Croydon latest borough to reject private waste contractors over quality and cost issues

Waste Collection. Pic: Zibik

Croydon has become the latest London borough to end its waste collection contract with a private provider after concerns about quality and cost and is expected to bring the service back in-house.

The number of in-house waste collection arrangements has doubled over the past 10 years in London, data shows. Almost half of London boroughs have now insourced their waste collection and street cleaning services, over concerns about quality and cost of external contractors’ performances. 

Last month, Croydon, Merton, Sutton and Kingston, who are all members of the South London Waste Partnership, separately decided not to renew their waste collection contracts with Veolia. They are currently consulting residents on the future of their waste management and considering bringing their services in-house.

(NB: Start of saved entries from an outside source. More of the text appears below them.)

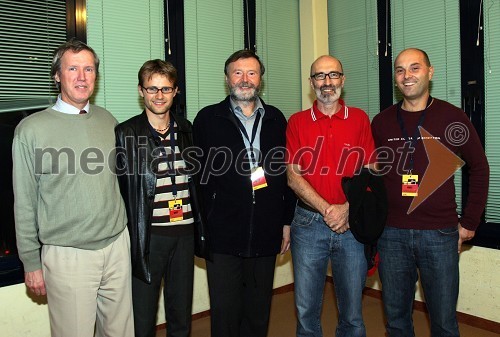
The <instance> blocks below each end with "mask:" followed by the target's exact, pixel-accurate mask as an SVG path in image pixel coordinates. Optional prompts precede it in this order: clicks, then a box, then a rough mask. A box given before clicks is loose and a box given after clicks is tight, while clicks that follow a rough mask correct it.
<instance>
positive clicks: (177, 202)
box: [168, 199, 184, 222]
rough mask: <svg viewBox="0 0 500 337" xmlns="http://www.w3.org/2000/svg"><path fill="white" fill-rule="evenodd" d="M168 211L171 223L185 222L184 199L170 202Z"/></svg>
mask: <svg viewBox="0 0 500 337" xmlns="http://www.w3.org/2000/svg"><path fill="white" fill-rule="evenodd" d="M168 210H169V213H170V222H176V221H181V220H184V214H183V213H182V199H180V200H170V201H169V202H168Z"/></svg>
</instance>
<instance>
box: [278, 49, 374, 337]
mask: <svg viewBox="0 0 500 337" xmlns="http://www.w3.org/2000/svg"><path fill="white" fill-rule="evenodd" d="M344 81H345V76H344V74H343V69H342V64H341V63H340V61H339V60H337V59H336V58H334V57H332V56H321V57H320V58H318V59H317V60H316V61H314V63H313V64H312V65H311V76H310V83H311V87H312V88H313V89H314V92H315V93H316V101H315V102H314V104H313V106H312V107H311V108H310V109H307V110H305V111H302V112H298V113H296V114H294V115H293V116H292V117H290V120H289V122H288V127H287V134H286V135H287V152H288V158H287V164H288V166H287V175H288V184H289V185H290V187H291V188H292V189H293V190H294V191H295V193H296V194H297V196H298V197H299V201H298V203H297V208H296V210H295V217H294V219H293V222H292V228H291V231H292V243H291V249H292V259H293V267H294V279H295V304H296V306H297V316H298V324H297V337H304V336H322V332H321V322H320V313H321V304H322V301H323V288H324V282H325V276H326V270H327V265H328V261H329V260H331V264H332V273H333V280H334V285H335V292H336V295H337V307H338V310H339V321H338V325H337V332H336V336H337V337H343V336H349V337H358V336H363V337H364V336H366V331H365V326H364V323H363V317H362V305H361V298H362V291H363V288H364V286H365V278H366V269H367V266H366V259H365V255H364V245H363V244H362V243H360V242H358V241H356V239H355V238H354V236H353V234H352V233H351V231H350V230H349V223H348V215H349V204H348V202H347V200H346V197H345V195H344V192H343V191H342V186H341V179H342V177H344V176H353V175H354V174H355V173H356V172H357V171H358V170H360V169H361V167H362V166H369V164H371V163H372V162H374V161H375V157H374V156H373V157H372V153H373V152H374V143H373V138H372V134H371V129H370V120H369V119H368V116H367V115H366V113H365V112H364V111H363V110H361V109H358V108H354V107H347V106H346V105H345V103H344V101H343V100H341V99H340V94H341V91H342V88H343V87H344Z"/></svg>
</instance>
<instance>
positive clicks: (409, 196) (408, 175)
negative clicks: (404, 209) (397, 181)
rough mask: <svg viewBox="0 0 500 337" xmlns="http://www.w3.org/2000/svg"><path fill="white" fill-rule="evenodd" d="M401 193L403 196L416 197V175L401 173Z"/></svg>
mask: <svg viewBox="0 0 500 337" xmlns="http://www.w3.org/2000/svg"><path fill="white" fill-rule="evenodd" d="M402 178H403V183H402V189H401V195H402V196H403V197H416V196H417V195H418V175H416V174H403V177H402Z"/></svg>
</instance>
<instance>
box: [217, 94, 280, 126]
mask: <svg viewBox="0 0 500 337" xmlns="http://www.w3.org/2000/svg"><path fill="white" fill-rule="evenodd" d="M259 101H260V103H261V104H262V108H263V109H264V111H265V112H266V114H265V115H262V121H265V120H268V119H275V118H276V114H275V112H274V109H273V108H272V107H270V106H268V105H266V102H264V100H263V99H262V98H260V97H259ZM217 107H223V108H222V109H216V110H215V116H217V117H223V118H227V119H230V120H234V118H235V117H236V116H235V115H234V113H233V109H232V106H231V97H230V96H229V95H228V96H226V98H225V99H224V100H223V101H221V102H219V103H218V104H217ZM234 124H235V125H236V126H237V124H236V121H235V120H234Z"/></svg>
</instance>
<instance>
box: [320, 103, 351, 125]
mask: <svg viewBox="0 0 500 337" xmlns="http://www.w3.org/2000/svg"><path fill="white" fill-rule="evenodd" d="M339 103H340V105H341V107H340V109H339V111H337V112H336V113H334V114H333V116H332V117H336V118H340V119H347V117H349V108H348V107H347V105H346V104H345V102H344V100H343V99H339ZM311 118H312V120H313V122H315V121H317V120H318V119H322V118H328V116H327V115H325V114H324V113H322V112H321V111H319V109H318V101H317V100H315V101H314V103H313V106H312V107H311Z"/></svg>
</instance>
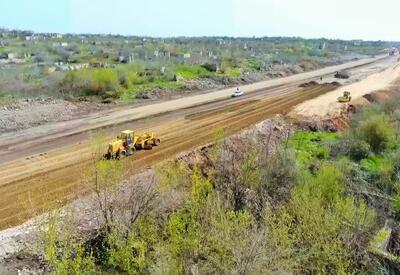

Waste collection service providers, data visualisation. Map: Livia Giannotti
Waste collection service providers, data visualisation. Map: Livia Giannotti

John Haynes, communications advisor for the SLWP, told Eastlondonlines that the contracts will not be renewed because of the increased costs proposed by Veolia. Residents also voiced concerns over decreased quality in their services. The boroughs are now considering other options, “including in-house arrangements”. He said: “You can outsource the delivery of a service, but not the responsibility”.

In the past 10 years, seven Labour-led councils decided to bring their waste collection and street cleaning services in-house. 

All of them told ELL that the choice to bring cleaning services to the public sector was made for more flexibility, cheaper costs and better performances.

In 2019, when Redbridge council broke “free” from their old contract and brought the service in-house, council leader Jas Athwal said: “We’ve cut out the middleman, saving taxpayer money while improving the service for local people & conditions for staff.”

“Bringing our waste management back into public sector control will hugely improve our service while guaranteeing better working conditions and pay for our staff and reducing costs for the taxpayer.”

Hackney Councillor Rebecca Rennison, whose council brought waste contracts in-house in 2013, said: “Residents want to see their Council services run by local, committed public servants that understand their community and can respond quickly in a crisis – not unaccountable private companies.”

Insourcing arrangements have been the Labour-led councils’ priority over the last 10 years. In 2019, Labour MP Andrew Gwyne presented a report to make insourcing “the new normal” and to ensure council services are operated in the “interests of the public”, he said. Boroughs, such as Islington, also adopted an “in-house by default” policy to have direct control and management over council services and guarantee “quality and value”.

ELL found that not only councils, but also residents of boroughs with in-house waste arrangements, are generally more satisfied with services than residents in areas where external contractors operate.

In Ealing, where the Council took over waste management in 2020, a report showed that “complaints about waste collections have dropped dramatically” by more than 50 per cent for waste collection, and 21 per cent for street cleaning services.

A Lewisham Council spokesperson told ELL: “We are very proud to have an in-house waste collection service in Lewisham which delivers excellent value for money to the Council and a fantastic service to our residents”. Harry Rodgers, a 27-year-old Lewisham resident said: "I find Lewisham offers pretty good waste collection. It's really convenient being able to just leave the bins outside, and the fact they offer free bin bags for recycling and for general waste makes me feel some value for money from paying my council tax. I also like that they are collected daily, and it's rare [to see] bags on the street.”

Veolia did not respond to requests for comment.